Ciente de que as pessoas ainda “não estão muito habituadas” a frequentar a praça, Rita Laranjeiro confirma que os eventos culturais estão a “dar mais vida ao largo”, abrindo-lhe horizontes para o futuro.

 

 

Uma praça cada vez mais à “mostra”

Cinco anos depois de voltar a ser praça, Donães tem um pulsar diferente; a intervenção realizada entre abril e junho de 2016 demoliu o edifício no seu coração - a Casa dos Pobres -, e recuperou a clareira que ali existira, com base nas plantas do século XVI e de 1863. Abriram-se novas perspetivas das fechadas em redor, instalaram-se novos cafés e restaurantes e perdeu-se a oficina de Gaspar Carreira, ferreiro. Naquele recanto próximo da Oliveira, a marca cultural não tardou a notar-se, fosse com o Passa à Praça, ciclo de música rock organizado em 2016 ou em 2017, ou a performance “Encarnado”, promovida pela Capivara Azul em abril de 2019.

Entre marés altas e baixas de oferta cultural, o largo voltou a dar música ao centro histórico neste agosto. Criada há dois anos para “organizar festivais” e “gerir carreiras de músicos”, a promotora EasyGig organizou concertos por streaming em fases mais severas da pandemia, a partir do Convívio, e lançou-se neste verão para uma nova proposta ao ar livre: o Donães à Mostra. O intuito é dar à praça algo mais do que os cafés e os restaurantes em torno. “Guimarães já tem muita cultura, mas porque não fazer alguma coisa numa praça nova. Foi aí que surgiu o Donães à Mostra, e está a resultar muito bem até agora”, diz ao Jornal de Guimarães Pedro Berbereia, um dos dois fundadores da EasyGig.

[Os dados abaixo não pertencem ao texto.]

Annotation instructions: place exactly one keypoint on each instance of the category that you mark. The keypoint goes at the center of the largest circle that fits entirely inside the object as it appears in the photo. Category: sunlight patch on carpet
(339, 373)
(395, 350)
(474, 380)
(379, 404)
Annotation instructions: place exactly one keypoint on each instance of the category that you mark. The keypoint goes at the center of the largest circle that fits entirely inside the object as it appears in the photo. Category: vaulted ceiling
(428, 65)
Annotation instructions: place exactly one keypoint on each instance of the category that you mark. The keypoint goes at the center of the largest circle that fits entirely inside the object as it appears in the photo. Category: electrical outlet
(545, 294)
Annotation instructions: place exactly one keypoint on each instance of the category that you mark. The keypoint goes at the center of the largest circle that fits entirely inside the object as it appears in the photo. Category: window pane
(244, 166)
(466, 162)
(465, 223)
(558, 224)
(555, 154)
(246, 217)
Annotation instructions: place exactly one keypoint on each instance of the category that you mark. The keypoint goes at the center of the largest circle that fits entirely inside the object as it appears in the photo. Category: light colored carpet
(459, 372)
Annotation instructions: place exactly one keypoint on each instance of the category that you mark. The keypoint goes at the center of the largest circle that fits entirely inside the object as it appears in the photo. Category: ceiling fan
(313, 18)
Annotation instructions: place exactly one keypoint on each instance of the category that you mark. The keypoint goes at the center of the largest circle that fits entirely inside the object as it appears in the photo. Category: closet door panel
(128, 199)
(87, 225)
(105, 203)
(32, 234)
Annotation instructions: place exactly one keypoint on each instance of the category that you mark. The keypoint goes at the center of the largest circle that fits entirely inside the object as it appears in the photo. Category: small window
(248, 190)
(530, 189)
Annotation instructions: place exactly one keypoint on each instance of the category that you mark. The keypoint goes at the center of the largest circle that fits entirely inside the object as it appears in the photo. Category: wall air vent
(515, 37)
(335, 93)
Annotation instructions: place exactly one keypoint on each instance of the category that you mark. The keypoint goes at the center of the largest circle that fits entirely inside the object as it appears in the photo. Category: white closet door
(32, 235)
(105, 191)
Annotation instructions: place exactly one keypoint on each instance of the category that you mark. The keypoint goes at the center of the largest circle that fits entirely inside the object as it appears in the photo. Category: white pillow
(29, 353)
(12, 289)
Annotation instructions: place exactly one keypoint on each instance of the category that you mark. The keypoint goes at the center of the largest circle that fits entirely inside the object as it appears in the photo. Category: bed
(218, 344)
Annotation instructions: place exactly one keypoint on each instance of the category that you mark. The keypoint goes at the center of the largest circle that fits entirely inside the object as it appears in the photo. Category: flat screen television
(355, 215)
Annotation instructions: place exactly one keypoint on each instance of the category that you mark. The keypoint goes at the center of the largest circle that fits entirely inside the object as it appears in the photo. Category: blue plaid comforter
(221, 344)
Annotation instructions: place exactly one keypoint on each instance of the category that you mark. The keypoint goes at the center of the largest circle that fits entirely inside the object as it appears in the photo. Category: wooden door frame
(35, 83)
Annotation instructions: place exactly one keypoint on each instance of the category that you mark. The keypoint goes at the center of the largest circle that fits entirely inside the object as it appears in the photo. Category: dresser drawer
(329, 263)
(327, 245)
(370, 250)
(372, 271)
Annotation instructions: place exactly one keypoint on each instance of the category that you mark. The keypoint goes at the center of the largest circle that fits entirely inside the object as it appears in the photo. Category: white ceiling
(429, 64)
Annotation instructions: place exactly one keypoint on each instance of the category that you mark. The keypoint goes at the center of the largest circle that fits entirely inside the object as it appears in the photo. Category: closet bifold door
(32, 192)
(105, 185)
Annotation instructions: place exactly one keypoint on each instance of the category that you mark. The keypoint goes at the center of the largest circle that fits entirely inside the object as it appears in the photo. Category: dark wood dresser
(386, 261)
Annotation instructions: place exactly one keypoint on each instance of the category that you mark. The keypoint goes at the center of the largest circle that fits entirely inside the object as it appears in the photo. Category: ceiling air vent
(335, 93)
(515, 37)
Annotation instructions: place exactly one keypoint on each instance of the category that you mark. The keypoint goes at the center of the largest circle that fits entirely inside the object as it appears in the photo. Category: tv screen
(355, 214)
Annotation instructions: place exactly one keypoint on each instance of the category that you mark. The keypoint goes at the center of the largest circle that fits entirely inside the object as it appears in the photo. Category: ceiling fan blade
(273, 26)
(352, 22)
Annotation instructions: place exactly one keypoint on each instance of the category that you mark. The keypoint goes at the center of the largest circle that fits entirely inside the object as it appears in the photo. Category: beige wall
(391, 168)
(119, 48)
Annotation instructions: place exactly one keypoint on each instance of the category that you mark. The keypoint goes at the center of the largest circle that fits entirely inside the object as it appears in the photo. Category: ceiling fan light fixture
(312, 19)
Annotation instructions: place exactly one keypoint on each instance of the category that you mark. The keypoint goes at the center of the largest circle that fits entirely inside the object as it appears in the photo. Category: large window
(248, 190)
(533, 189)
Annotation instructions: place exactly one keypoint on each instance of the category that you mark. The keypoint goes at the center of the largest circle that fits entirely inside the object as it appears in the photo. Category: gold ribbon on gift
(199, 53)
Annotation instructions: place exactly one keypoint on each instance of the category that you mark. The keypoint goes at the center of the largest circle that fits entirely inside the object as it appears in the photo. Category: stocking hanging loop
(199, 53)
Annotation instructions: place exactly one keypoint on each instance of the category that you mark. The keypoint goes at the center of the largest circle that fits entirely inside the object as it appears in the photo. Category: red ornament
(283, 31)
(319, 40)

A edição inaugural termina este sábado com o DJ set de Barões, às 19h00, e o concerto de Jubilee, projeto a solo de José Manuel Gomes (This Penguin Can Fly). É a conclusão de um programa que preencheu quase todos os sábados e domingos de agosto com 11 propostas, maioritariamente portuguesas, mas também de fora, como os galegos Caldo, a banda que atuou nesta sexta-feira à noite.

Concebido apenas em meados de julho, o festival arrancou a 08 de agosto, com Oh see disco!, um dia depois do fim do L’Agosto. Outro dos organizadores, José Melo, viu que havia uma lacuna a explorar, ainda para mais numa época em que os turistas afluem à cidade. “Vimos que agosto era um mês muito vazio, com aquelas duas semanas no meio. Há muitos turistas e fica uma cidade cheia de gente sem evento nenhum”, reitera.

O primeiro Donães à Mostra custou cerca de quatro mil euros, tendo o apoio da Associação do Comércio Tradicional de Guimarães (ACTG) e de três dos estabelecimentos comerciais em redor, mas o esforço tem desembocado numa praça mais viva ao fim de semana.  “Temos muito mais afluência durante o fim de semana, e mesmo à semana, por causa dos eventos. O povo vem à praça porque gosta do ambiente calmo, mas também sabe que ao fim de semana pode ver uma coisa mais animada com os amigos e a família”, afirma o responsável.

Para José Melo, o evento é um contributo para diversificar a vida do centro histórico, habitualmente concentrada na Oliveira e em Santiago. Pedro Berbereia concorda. “É uma forma de não estar tudo concentrado na Oliveira e em Santiago. Já havia algum movimento por aqui à noite, mas não era o que estamos a ter agora. Não se compara”, afirma.